Le lion & le rat (Le Tref & l'Aucube)

J'en ai
vraiment
rat le cul...
Dans tes
rêves
Parfois, l'ignorance répand irrémédiablement l'art, de sorte que l'Histoire s'enrichit, se précipitant vers le bonheur des sens
Jean-Sol Partre ::
Le lion & le rat (Le Tref & l'Aucube)

3 Mai 2007 ::

« Félix Faure, une mort en grande pompe »

:: Histoire contemporaine, 1899

Après les mésaventures de Paul Deschanel, je me devais de raconter celles de Félix Faure, président que j'ai plusieurs fois évoqué à propos notamment des divers scandales politico-financiers de la fin du XIXème siècle...




En cette fin du XIXème siècle, la vie politique française est particulièrement agitée : scandale du canal de Panamá en 1889, montée de l'anarchisme (le président Sadi Carnot est assassiné par un anarchiste en 1894), incident de Fachoda avec l'Angleterre, et surtout, affaire Dreyfus, qui divise la France en deux camps farouchement opposés.

Février 1899 : Félix Faure est le président de la République depuis cinq années. Alors âgé de 58 ans, républicain modéré, il se distingue surtout par son inaction et son inexistence sur la scène politique, ainsi que par son goût immodéré du faste et des cérémonies somptueuses, à tel point qu'on le surnomme parfois le "président Soleil"... Il est d'ailleurs à ce propos très fréquemment raillé par la presse, qui s'adonne avec joie à la satire la plus cruelle. Félix Faure est en outre un antidreyfusard, ou du moins s'il ne s'en réclame pas publiquement, il s'est opposé à la révision du procès d'Alfred Dreyfus, suite à la lettre ouverte qu'Emile Zola lui avait adressée dans le journal l'Aurore, le célèbre « J'accuse...! », ce qui a d'ailleurs valu à son auteur un exil en Angleterre pour échapper à la prison.


Félix Faure, 7ème président de la République française

Le 16 février de cette année 1899, en fin d'après-midi, le président de la République Félix Faure se trouve à Paris, au palais de l'Elysée : il est en compagnie de sa maîtresse, une certaine Marguerite Steinheil, qu'il fréquente depuis près de deux ans. Elle est mariée à un artiste peintre qui l'ignore et qu'elle ignore en retour, et est une figure mondaine importante de la vie parisienne, recevant divers membres de la bonne société dans son salon.
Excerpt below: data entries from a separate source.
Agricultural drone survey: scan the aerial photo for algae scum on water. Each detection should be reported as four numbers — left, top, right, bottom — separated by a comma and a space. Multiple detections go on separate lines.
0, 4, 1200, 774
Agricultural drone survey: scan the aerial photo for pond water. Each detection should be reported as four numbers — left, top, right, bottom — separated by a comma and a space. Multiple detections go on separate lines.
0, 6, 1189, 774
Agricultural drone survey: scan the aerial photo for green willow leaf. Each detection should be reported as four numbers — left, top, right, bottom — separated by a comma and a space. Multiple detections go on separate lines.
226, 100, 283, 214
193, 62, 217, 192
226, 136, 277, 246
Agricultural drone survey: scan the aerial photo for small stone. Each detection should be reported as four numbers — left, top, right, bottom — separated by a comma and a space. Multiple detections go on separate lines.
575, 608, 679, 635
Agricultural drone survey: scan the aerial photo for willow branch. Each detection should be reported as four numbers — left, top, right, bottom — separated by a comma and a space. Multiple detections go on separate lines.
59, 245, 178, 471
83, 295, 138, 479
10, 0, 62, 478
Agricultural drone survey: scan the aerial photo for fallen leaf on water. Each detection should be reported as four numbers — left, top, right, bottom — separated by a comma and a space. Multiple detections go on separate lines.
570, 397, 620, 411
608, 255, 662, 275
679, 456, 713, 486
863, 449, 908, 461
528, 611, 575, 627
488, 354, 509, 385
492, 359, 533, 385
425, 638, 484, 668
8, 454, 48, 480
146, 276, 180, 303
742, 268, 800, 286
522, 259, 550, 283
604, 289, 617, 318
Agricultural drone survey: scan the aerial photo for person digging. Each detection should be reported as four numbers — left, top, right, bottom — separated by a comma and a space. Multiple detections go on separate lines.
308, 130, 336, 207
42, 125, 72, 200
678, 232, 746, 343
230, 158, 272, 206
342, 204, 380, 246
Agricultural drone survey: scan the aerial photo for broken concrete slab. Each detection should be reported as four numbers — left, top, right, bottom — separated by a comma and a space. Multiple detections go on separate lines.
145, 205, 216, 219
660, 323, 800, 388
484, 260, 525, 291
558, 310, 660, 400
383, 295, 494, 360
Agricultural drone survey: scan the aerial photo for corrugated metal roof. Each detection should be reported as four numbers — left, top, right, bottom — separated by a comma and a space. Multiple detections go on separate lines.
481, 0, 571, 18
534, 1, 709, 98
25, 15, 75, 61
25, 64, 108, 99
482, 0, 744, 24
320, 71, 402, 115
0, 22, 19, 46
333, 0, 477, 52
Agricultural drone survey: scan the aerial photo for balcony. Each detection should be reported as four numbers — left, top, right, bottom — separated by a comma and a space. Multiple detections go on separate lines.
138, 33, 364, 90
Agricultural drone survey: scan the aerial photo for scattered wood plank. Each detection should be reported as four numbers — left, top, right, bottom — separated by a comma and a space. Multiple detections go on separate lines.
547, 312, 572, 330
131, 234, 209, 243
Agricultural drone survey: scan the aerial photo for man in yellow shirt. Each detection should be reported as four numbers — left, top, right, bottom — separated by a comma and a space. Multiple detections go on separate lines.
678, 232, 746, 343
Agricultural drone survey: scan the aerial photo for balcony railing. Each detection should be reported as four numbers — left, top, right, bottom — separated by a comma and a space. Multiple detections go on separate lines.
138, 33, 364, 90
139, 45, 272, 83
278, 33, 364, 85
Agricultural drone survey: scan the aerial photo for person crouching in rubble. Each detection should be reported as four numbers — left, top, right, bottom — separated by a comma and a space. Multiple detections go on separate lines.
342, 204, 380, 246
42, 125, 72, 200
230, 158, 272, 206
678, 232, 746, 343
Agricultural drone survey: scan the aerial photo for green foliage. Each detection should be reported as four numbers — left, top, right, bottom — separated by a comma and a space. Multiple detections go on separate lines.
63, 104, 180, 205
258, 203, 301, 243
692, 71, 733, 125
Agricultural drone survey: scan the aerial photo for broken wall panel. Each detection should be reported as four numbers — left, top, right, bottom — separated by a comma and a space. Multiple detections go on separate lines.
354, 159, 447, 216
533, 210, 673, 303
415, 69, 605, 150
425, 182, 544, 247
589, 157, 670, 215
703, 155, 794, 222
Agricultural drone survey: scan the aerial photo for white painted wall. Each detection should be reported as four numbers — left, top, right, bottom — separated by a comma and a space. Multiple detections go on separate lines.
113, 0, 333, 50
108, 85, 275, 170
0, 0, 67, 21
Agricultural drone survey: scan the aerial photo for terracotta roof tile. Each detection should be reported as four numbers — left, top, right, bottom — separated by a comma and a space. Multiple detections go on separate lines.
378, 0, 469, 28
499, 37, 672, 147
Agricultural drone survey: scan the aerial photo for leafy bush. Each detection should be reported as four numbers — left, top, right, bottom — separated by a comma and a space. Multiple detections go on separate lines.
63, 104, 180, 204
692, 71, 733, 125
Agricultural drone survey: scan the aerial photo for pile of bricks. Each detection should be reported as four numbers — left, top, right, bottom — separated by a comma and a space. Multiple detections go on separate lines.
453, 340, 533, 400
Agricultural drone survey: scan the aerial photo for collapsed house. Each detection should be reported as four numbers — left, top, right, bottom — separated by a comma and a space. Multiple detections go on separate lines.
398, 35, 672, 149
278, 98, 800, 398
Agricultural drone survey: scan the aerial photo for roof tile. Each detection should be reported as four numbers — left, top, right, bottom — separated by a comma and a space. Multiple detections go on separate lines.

Soudain, la cloche retentit et les domestiques accourent : le président est allongé sur son lit, haletant et suffoquant, tandis que Marguerite Steinheil se rhabille avec précipitation. On porte secours à l'infortuné, et l'on fait sortir par une porte dérobée l'embarrassante et embarrassée maîtresse. Après quelques heures d'agonie, Félix Faure meurt, d'une congestion cérébrale.

Bien sûr, la mort du président donne lieu à divers commentaires et suppositions de la part de la presse et des personnalités du moment. Clémenceau en particulier, alors avide de revenir au devant de la scène après en avoir été évincé quelques années, aurait eu la spirituelle déclaration suivante au sujet de feu le président Faure : « Il s'est voulu César, et il est mort Pompée ». Marguerite Steinheil quant à elle, même si l'on ignore son identité à ce moment précis, est rapidement surnommée par la presse « La Pompe funèbre »[1].

Ainsi entre Félix Faure dans la postérité, malgré l'insignifiance de son action politique en tant que président !


_________________________________
1. Les rocambolesques aventures de cette Madame Steinheil ne s'arrêteront pas là : en 1908, elle trempe dans un nouveau scandale, après qu'on l'ait découverte ligotée chez elle, son mari et sa mère tous deux morts. Une sombre affaire de vol d'un collier prétendument offert par le défunt président Faure est au coeur de cette histoire, et le procès fait grand bruit en 1909, pour se terminer par un acquittement, malgré un réquisitoire incendiaire et un tissu de mensonges et de versions contradictoires de l'accusée. A ce jour, l'on ignore toujours les tenants et aboutissants de cette affaire, qui fut successivement mise en rapport avec l'affaire Dreyfus, la mort du président Faure, ou encore la possible présence d'un grand duc de Russie chez Madame Steinheil.